Alexander Baal is director of sales operations at Jungheinrich UK.
As governments prepare to lift some of the lockdown measures, it's clear that life and work will not go back to the way they once were. Even as lockdown eases, people will remain risk-averse and many companies will continue to feel the economic pressures brought on by COVID-19 for some time to come.
Businesses have therefore needed to find new ways to adapt and cope in order to keep the supply chain going. In particular, those businesses within essential industries such as grocery retailers and the pharmaceutical sector have had to cope with huge surges in demand while also ensuring employees stay safe.
While retailers have been used to adapting to forecasted peaks in demand, such as Christmas and Black Friday, the COVID-19 crisis has impacted the economy in a way that no one could have predicted. And as certain lockdown restrictions are likely to remain in place for some time, businesses need to adapt to maintain continuity of service and revenue, not just now but to mitigate against any future pandemic waves that may come our way.
Flexibility and cost management
Businesses have been seeking ways to respond to the challenges of a 24/7 marketplace for some time, brought about by rising customer expectations. Rental, along with used forklifts, is now seen as a compelling solution for businesses and many are rethinking the way rental can be used to their strategic advantage - providing both short-term cover to manage volatility and supplementing fleets for a longer term to cover base and core requirements.
The short-term rental advantage is that with added flexibility, cost control is maintained. With economic pressure on every business, managers are continually evaluating costs. So, while many may be scaling down operations at the moment, the benefit of rental means that they can easily ramp up production again immediately after the lockdown period or once they choose to.

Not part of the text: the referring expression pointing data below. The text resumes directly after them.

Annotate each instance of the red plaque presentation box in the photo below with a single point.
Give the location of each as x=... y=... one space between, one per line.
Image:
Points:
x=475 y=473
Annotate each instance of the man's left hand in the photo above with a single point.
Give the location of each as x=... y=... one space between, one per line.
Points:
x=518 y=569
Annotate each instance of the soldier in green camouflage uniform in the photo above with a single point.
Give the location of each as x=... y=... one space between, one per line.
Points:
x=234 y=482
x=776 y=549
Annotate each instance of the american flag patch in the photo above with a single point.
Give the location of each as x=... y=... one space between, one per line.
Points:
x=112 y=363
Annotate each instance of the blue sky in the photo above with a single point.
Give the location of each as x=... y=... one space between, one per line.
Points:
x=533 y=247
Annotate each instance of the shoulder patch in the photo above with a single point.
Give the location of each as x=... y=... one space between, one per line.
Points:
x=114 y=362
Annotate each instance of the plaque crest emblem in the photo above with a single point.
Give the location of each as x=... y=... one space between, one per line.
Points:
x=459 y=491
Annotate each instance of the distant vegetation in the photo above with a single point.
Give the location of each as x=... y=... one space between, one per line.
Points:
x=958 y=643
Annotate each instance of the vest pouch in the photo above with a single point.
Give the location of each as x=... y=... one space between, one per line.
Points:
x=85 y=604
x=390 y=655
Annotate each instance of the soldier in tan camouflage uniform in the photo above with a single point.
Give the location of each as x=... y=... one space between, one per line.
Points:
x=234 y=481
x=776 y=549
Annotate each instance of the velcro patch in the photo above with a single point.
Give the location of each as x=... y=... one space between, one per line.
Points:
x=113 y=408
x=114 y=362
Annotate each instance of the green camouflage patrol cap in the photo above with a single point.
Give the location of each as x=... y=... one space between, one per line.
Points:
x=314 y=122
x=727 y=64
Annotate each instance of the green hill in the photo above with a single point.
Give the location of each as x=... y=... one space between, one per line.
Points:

Moreover, those businesses that are maintaining production during the COVID-19 crisis - or, in many cases, trying to scale quickly to meet demand, such as those within third-party logistics - rental trucks can be a rapid solution to supplementing their core fleets during peak periods. For lots of businesses, a core fleet is still essential with long-term planning and visibility, but by adding to the fleet with rental trucks they also have the flexibility to quickly adapt to situations such as the one we are in right now.
Organisations are operating in an increasingly commoditised environment. Consumers and businesses expect an 'as a service' model without any long-term commitment, from renting cars for an hour via an app to the transition towards on-demand cloud software. The shift in customer demands is prompting new thinking across manufacturing, distribution and logistics.
One of the key innovations within the warehouse and logistics market is a rental model predicated on truck usage. Instead of a fixed-term agreement, this comes down to a 'pay per use' model based on telematics data. So, for a business that may have significantly scaled back operations, they can maintain the trucks on site with a standby fee at a fraction of what they would normally pay. Once they decide to start production again, they have instant availability of their materials handling equipment - no need to wait for any supplier lead times or to take delivery costs. Effectively, they can pause operations when needed and immediately start again when they need to - an output-driven solution that they only pay for when they use it.
Investment decisions are more business critical than ever before. Businesses are looking for ways to adapt to and thrive amidst changing market conditions, but without long term commitment and risk. Flexibility is, therefore, essential to build into the business model and for warehouse managers to prepare for all eventualities by addressing short- and long-term requirements. As such, businesses must partner with a supplier that can support them during and after these challenging times as they seek to remain competitive and future-proof their operations. Those that think operations will return to the normal they once knew will be sadly mistaken. Now is the time to re-evaluate their processes and adapt to the new normal, or risk failing.